MiniMax-M1: Scaling Test-Time Compute Efficiently with Lightning Attention
We introduce MiniMax-M1, the world’s first open-weight, large-scale hybrid-attention reasoning model. MiniMax-M1 is powered by a hybrid Mixture-of-Experts (MoE) architecture combined with a lightning attention mechanism. The model is developed based on our previous MiniMax-Text-01 model (MiniMax et al., 2025), which contains a total of 456 billion parameters with 45.9 billion parameters activated per token. The M1 model natively supports a context length of 1 million tokens, 8x the context size of DeepSeek R1. Furthermore, the lightning attention mechanism in MiniMax-M1 enables efficient scaling of test-time compute – For example, compared to DeepSeek R1, M1 consumes 25% of the FLOPs at a generation length of 100K tokens. These properties make M1 particularly suitable for complex tasks that require processing long inputs and thinking extensively. MiniMax-M1 is trained using large-scale reinforcement learning (RL) on diverse problems ranging from traditional mathematical reasoning to sandbox-based, real-world software engineering environments. In addition to the inherent efficiency advantage of lightning attention for RL training, we propose CISPO, a novel RL algorithm to further enhance RL efficiency.

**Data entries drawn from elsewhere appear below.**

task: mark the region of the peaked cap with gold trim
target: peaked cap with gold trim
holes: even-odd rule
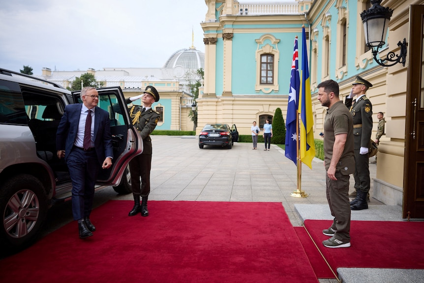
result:
[[[154,88],[154,87],[152,86],[147,86],[146,87],[146,90],[145,90],[144,93],[146,94],[149,94],[153,96],[153,98],[154,98],[155,102],[157,102],[159,101],[159,93],[157,92],[157,91]]]
[[[361,84],[361,85],[363,85],[365,87],[368,88],[370,88],[372,86],[372,84],[371,83],[367,81],[366,80],[364,80],[360,77],[359,76],[356,76],[356,79],[355,80],[352,84],[352,85],[357,85],[358,84]]]

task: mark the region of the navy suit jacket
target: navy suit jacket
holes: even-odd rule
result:
[[[82,103],[66,105],[56,134],[58,150],[65,150],[65,160],[72,150],[77,137]],[[94,148],[100,166],[106,157],[113,157],[109,113],[96,106],[94,109]]]

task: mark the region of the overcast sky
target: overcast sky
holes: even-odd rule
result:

Introduction. Large reasoning models (LRMs), such as OpenAI o1 (OpenAI, 2024a) and DeepSeek-R1 (DeepSeek-AI et al., 2025), have demonstrated remarkable success by extending the length of reasoning through large-scale reinforcement learning (RL). In recent months, both the open-source community and commercial organizations have followed this trend, achieving significant advances on complex tasks such as Olympiad mathematics competitions and competitive programming (Anthropic, 2025; Google DeepMind, 2025; Hu et al., 2025; Kimi Team, 2025; Seed et al., 2025; Yu et al., 2025; Zeng et al., 2025). The success of LRMs has been primarily attributed to a new scaling dimension of test-time compute—As more FLOPs are dedicated to extended reasoning processes during generation, model performance shows consistent improvement, particularly for complex real-world applications (Jimenez et al., 2024; OpenAI, 2025).

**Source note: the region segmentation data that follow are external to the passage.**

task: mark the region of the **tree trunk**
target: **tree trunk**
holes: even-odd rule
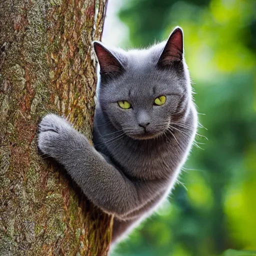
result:
[[[0,0],[1,256],[107,254],[112,218],[36,148],[48,112],[91,138],[106,2]]]

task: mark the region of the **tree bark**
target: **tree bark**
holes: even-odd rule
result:
[[[0,255],[106,256],[112,218],[37,152],[40,118],[91,138],[107,0],[0,1]]]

Discussion / Conclusion. In this work, we introduce and release MiniMax-M1, the world’s first open-weight, large-scale reasoning model featuring a lightning attention mechanism. This efficient attention design enables MiniMax-M1 to natively support inputs of up to 1M tokens and generation lengths of 80K tokens—both significantly exceeding capabilities of other open-weight models. These capabilities render MiniMax- M1 uniquely suited for complex, realistic scenarios requiring long context and extended reasoning, properties empirically validated by its strong performance on software engineering, agentic tool use, and long-context understanding benchmarks. Beyond the inherent efficiency advantages of lightning attention for RL training, this work contributes a novel RL algorithm, CISPO, to accelerate training. Combining architectural advantages with CISPO, we efficiently trained MiniMax-M1, with complete RL training completed in three weeks using 512 H800 GPUs. Across comprehensive evaluations, MiniMax-M1 ranks among the world’s best open-weight models alongside DeepSeek-R1 and Qwen3- 235B.